Amos però lo ricorda soprattutto come un grande amatore di donne. Per oltre vent’anni, dopo la morte della moglie (frenetica della pulizia, maniacale nemica dei microbi che faceva morire a furia di Flit, morì ella stessa, ancora tutta insaponata, dentro la vasca da bagno,) le sedusse fino alla fine dei suoi giorni con arte e poesia, facendole sentire uniche, belle, capite e amate. Soleva dire che Schiller aveva scritto che non esiste in tutto l’universo un mistero più profondo di quello che si cela nel cuore di una donna, e che nessuna donna ha mai svelato, né mai svelerà a un uomo i suoi segreti femminili. Ma se il grande romantico lo avesse interpellato, gli avrebbe risposto: io ci sono stato. Per lui il cuore femminile non aveva segreti. Lasciò questa terra all’età di 97 anni e tantissime donne che lo mantennero a lungo vivo nel loro cuore.

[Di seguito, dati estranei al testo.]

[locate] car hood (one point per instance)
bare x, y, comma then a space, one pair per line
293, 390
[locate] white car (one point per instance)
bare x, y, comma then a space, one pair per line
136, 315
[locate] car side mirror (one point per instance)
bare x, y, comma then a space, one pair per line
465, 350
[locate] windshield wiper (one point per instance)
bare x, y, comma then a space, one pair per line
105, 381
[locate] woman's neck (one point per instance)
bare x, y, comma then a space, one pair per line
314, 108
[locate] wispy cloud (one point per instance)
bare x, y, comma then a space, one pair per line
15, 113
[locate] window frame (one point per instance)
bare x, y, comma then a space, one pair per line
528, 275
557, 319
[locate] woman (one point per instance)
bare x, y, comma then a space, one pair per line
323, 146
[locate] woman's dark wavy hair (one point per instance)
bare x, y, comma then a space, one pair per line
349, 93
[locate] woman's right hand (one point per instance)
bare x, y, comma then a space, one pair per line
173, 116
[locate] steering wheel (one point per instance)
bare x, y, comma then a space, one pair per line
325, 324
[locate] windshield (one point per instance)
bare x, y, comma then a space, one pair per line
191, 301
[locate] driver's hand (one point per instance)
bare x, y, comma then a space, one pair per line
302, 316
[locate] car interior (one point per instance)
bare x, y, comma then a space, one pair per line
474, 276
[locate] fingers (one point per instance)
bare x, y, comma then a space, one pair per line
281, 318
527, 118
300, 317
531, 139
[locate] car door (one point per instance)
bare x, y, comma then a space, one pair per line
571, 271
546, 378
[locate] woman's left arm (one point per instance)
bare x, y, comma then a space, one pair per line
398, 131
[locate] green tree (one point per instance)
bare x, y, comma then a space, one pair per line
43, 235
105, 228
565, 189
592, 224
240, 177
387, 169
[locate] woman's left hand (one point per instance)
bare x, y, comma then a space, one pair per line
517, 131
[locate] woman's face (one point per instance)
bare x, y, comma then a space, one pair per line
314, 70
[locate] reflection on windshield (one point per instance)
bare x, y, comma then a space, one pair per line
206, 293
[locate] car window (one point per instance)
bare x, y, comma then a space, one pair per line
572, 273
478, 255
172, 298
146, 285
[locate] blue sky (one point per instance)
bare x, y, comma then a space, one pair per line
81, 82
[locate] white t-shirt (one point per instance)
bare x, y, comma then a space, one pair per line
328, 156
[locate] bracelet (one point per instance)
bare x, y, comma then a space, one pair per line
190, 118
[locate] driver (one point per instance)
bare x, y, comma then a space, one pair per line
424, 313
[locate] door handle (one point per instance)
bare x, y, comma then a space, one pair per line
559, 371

L’altra figura che primeggia nei ricordi infantili di Amos è la maestra Zelda, cui dedica pagine e pagine dense di amore. Ella fu il suo primo vero amore a fargli battere il cuore, abitando i suoi sogni e sconvolgendo le sue notti. La maestra Zelda in seconda elementare lo metteva in grado di sentirsi un bambino folgorato di luce. Sognava di sposarla.
Nessuno dei grandi lo ascoltava come lo ascoltava lei: lo ascoltava con lentezza e serietà come se stesse imparando da lui cose che le piacevano e la incuriosivano
Fu lei a fargli scoprire l’incanto delle parole che davano vitalità alle storie. Quando parlava di neve, il racconto stesso pareva scritto con parole fatte di neve. Se parlava di incendio le parole bruciavano. Le parole le vorticavano in bocca. Gli aprì il mondo della poesia, facendogli toccare con mano che a volte una parola esige intorno a sé il silenzio, perfetto: vuole spazio.
Le sue prime poesie furono quelle ispirate dall’amore per la maestra Zelda: gliene portava in dono una ogni mattina.
Più tardi scoprì che quella donna che aveva il potere di scaldare il suo mondo interiore con le parole, era una grande poetessa ebrea: Zelda Schneersohn Mishkovsky (1914-1984).
Quando, cresciuto e fatto uomo, andò trovarla nella sua casa, fu profondamente commosso dal fatto che Zelda ancora ricordasse come gli piaceva bere la limonata.
Riaffiorò anche il ricordo che, in quei tempi bambini, lui da grande voleva diventare un libro. Nel buio della sera captava nell’aria parole sussurrate a mezza voce: campi di sterminio, treni della morte … L’aria era impregnata di paure che filtravano delle fessure delle finestre, si annidavano nei cuori, si trasformavano in incubi notturni. Dove nascondersi? Diventare un libro, per lui era l’unico modo di sfuggire alla morte, se non altro per avere qualche probabilità che almeno una copia sperduta sarebbe riuscita a sopravvivere, magari in un altro paese, in una biblioteca remota, in qualche scaffale dimenticato da Dio. Solo i libri riuscivano a nascondersi, a sprofondare nel buio della polvere, sotto cumuli di fascicoli e riviste, a trovarsi un nascondiglio inaccessibile dietro altri libri…

Mi fermo qui. Lascio a voi cari lettori il piacere di scoprire come prosegue questo monumento alla storia ebraica, e dove vi porterà il buon profumo di terra intriso di rugiada, frammisto a un sentore di zolfo e rovi e fuochi spenti: l’odore della Terra d’Israele da tempi immemorabili.
Vi affido al cuore vagabondo di Amos Oz, smaniosi come lui di levarvi le scarpe e camminare scalzi in punta di piedi sulle strade del mondo.